From a Marxist feminist perspective, Weeks attacks the work ethic and the idealization of paid work as an inherently valuable human activity. She emphasizes the artificiality of the connection between paid work and what are normally thought to be its positive features: self-reliance, production of valuable goods and services, fulfillment of individual ambition, and furtherance of the common good. The work ethic is a form of internalized control, allowing capitalists to extract more surplus value from laborers than they ever could by Taylorist external supervision alone. The work ethic also serves as a divide-and-conquer tactic by privileging certain workers, and certain forms of work, over others, thus justifying racist and sexist exploitation. In particular, the work ethic defines housework as something other than genuine work, governed by a family ethic that requires its performance without pay.
The Left has often attempted to reform the capitalist work ethic, challenging its inequitable features while accepting its basic premise, valorization of paid work. The labor movement has denounced bosses as parasites and demanded fairer pay for workers; anti-racist movements have demanded an end to racial discrimination; liberal feminism has demanded equal employment opportunities and pay for women; the sex workers’ rights movement has demanded that sex work be recognized as work; and the feminist wages-for-housework movement has demanded that the value of housework be quantified and compensated in the same way as for other productive activities. Weeks acknowledges the positive contributions of these efforts, but sees them as inadequate, in part because management can grant most of these demands while still expanding work hours and intensifying exploitation: “Feminist calls for better work for women, as important as they have been, have on the whole resulted in more work for women” (pages 109–110).

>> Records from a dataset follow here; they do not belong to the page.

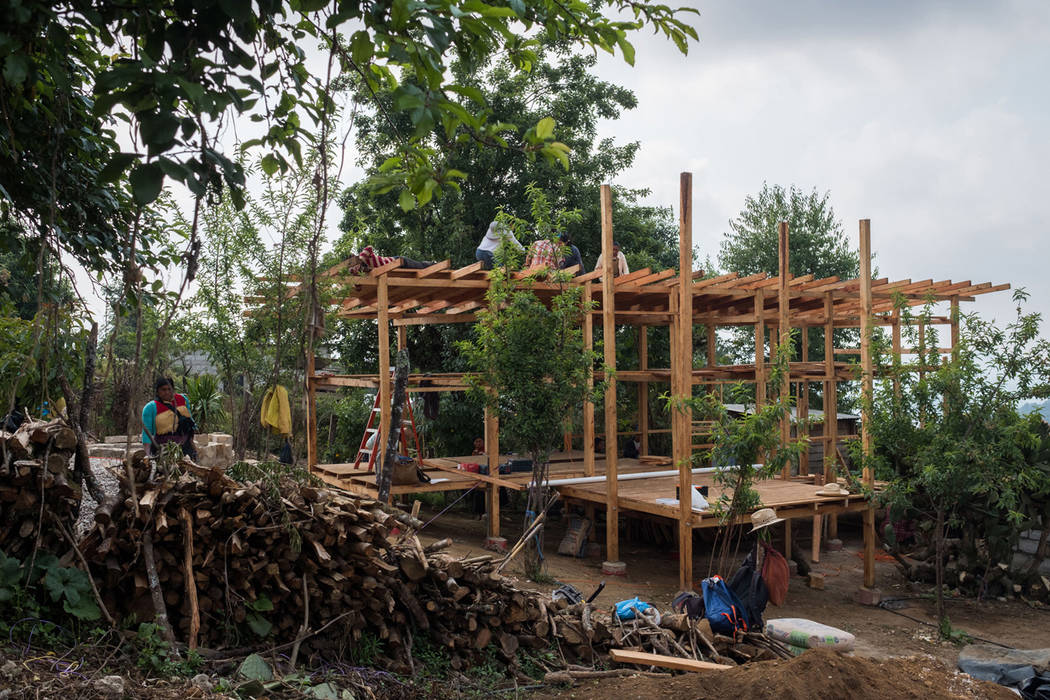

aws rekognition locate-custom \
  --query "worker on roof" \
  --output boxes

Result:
[347,246,434,275]
[594,242,631,277]
[558,232,584,276]
[142,377,197,462]
[474,220,525,270]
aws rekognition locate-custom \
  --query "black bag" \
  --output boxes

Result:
[729,552,770,632]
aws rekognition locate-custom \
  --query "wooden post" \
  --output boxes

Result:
[860,218,875,588]
[951,296,959,362]
[671,172,693,591]
[307,350,318,470]
[755,290,765,410]
[485,407,500,537]
[638,325,649,454]
[777,221,791,482]
[602,185,620,568]
[584,282,594,478]
[890,309,901,401]
[376,275,391,486]
[796,325,810,476]
[823,292,839,539]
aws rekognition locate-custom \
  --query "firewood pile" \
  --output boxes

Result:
[0,420,81,558]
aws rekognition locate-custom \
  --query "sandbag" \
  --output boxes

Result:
[765,617,857,652]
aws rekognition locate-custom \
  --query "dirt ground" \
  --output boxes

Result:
[409,496,1050,666]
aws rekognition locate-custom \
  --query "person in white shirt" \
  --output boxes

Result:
[474,221,525,270]
[594,242,630,277]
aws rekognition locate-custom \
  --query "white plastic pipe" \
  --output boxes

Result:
[547,467,722,486]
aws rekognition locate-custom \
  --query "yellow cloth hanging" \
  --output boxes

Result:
[259,385,292,437]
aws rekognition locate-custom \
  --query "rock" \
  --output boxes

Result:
[190,674,215,693]
[92,676,124,698]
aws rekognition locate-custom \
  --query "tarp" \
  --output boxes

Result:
[259,385,292,438]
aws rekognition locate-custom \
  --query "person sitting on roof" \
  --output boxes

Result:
[558,233,584,277]
[594,242,631,277]
[474,221,525,270]
[525,238,559,271]
[347,246,434,275]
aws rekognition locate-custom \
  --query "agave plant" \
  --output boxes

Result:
[186,375,226,432]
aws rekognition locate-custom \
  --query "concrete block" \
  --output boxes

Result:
[482,537,507,552]
[854,586,882,607]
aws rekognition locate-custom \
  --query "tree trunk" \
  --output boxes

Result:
[933,508,945,635]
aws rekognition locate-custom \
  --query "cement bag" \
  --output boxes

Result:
[765,617,857,652]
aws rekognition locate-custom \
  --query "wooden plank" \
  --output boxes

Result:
[583,282,594,476]
[448,260,487,285]
[602,185,620,561]
[416,260,453,279]
[671,172,693,591]
[609,649,733,671]
[777,221,792,479]
[376,268,391,497]
[860,218,875,588]
[637,325,649,454]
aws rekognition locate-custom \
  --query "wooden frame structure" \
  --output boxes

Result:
[307,173,1009,589]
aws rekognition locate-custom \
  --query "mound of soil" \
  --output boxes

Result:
[543,650,1016,700]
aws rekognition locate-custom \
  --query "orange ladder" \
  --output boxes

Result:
[354,391,423,471]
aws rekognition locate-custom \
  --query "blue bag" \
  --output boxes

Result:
[616,597,652,620]
[700,576,748,641]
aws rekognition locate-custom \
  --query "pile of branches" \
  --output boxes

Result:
[0,420,81,559]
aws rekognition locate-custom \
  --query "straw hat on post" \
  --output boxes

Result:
[750,508,784,532]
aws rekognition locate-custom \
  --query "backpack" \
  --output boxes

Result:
[700,575,748,641]
[729,552,770,630]
[762,543,791,606]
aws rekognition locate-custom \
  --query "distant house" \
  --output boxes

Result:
[726,403,860,474]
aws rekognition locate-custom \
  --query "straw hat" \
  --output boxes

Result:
[751,508,784,532]
[817,482,849,496]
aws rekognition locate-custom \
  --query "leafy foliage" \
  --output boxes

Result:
[869,291,1050,629]
[459,189,597,576]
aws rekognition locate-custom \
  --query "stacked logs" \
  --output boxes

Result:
[81,454,789,673]
[0,420,81,559]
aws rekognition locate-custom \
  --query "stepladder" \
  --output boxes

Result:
[354,391,423,471]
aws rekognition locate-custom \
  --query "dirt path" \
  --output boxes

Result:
[409,497,1050,666]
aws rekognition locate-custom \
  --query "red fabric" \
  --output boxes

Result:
[762,543,791,607]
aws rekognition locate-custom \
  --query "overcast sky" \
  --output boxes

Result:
[600,0,1050,329]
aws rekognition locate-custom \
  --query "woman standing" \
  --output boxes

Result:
[142,377,196,461]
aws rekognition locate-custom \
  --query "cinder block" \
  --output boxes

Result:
[482,537,507,552]
[854,586,882,607]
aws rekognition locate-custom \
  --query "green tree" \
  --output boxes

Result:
[857,290,1050,631]
[718,183,860,404]
[459,189,597,578]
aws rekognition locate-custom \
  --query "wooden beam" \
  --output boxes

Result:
[671,172,693,591]
[448,260,487,285]
[602,185,620,561]
[584,282,594,476]
[637,325,649,454]
[860,218,875,588]
[485,407,500,537]
[609,649,733,671]
[376,268,393,497]
[777,221,792,479]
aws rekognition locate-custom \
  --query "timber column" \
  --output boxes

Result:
[857,218,882,606]
[602,185,627,576]
[671,172,693,591]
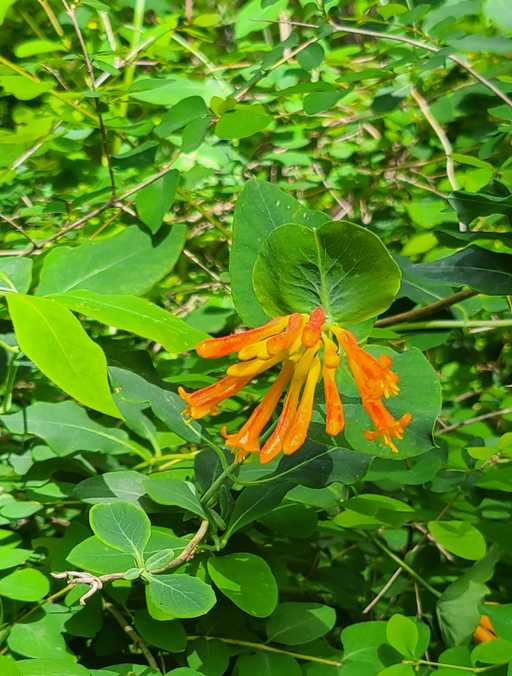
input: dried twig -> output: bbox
[51,519,209,606]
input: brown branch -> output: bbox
[51,519,210,606]
[375,290,478,328]
[62,0,116,197]
[330,22,512,108]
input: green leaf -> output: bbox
[135,169,180,233]
[341,346,441,460]
[428,521,487,561]
[145,473,206,518]
[134,610,187,653]
[471,638,512,664]
[7,294,121,418]
[236,653,303,676]
[67,527,189,575]
[181,117,210,153]
[304,88,345,115]
[386,613,419,658]
[110,367,201,443]
[482,0,512,33]
[253,221,400,323]
[89,502,151,561]
[412,245,512,296]
[225,481,291,538]
[73,469,146,505]
[37,223,186,296]
[341,622,388,676]
[208,553,278,617]
[297,42,325,70]
[0,75,53,101]
[52,290,207,352]
[154,96,208,138]
[235,0,288,40]
[146,573,216,619]
[0,256,32,293]
[266,602,336,645]
[229,179,328,326]
[7,605,73,660]
[16,658,91,676]
[0,401,134,456]
[215,104,272,140]
[0,568,50,601]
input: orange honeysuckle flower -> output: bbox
[178,307,412,463]
[473,615,498,643]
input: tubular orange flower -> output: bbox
[178,307,412,463]
[221,362,293,460]
[473,615,498,643]
[283,357,321,455]
[363,400,412,453]
[196,317,288,359]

Instead, Weeks adopts the approach of autonomist Marxism, which rejects the work ethic altogether. This branch of Marxism defines the revolutionary class not by their role as workers within the capitalist system, but by their subjection to the domination of capital, and their struggle to overcome that domination and become autonomous. Autonomism is closely linked historically with feminism. The fundamental political demand of autonomist Marxism, the call for a livable “basic income” independent of work (ULI), is a logical successor to the feminist wages-for-housework movement. The demand for a basic income recognizes that capitalist wages can never fully account for the role of productive activity throughout the “social factory”; the capitalist (and classical Marxist) conception of surplus value as created (and extracted) solely on the factory floor is a serious distortion of reality. Housework is only one component of the social factory; the collective labor of what Marx called the “general intellect” is also included. ULI is, in part, a payment for labor in the social factory, above and beyond any wages that may be received for labor within a capitalist (or state socialist) framework. The demand for ULI is an unabashedly utopian project; it reconceives productive activity not as directed primarily toward the production of capitalist value, but toward the production and reproduction of rewarding and fulfilling human life itself.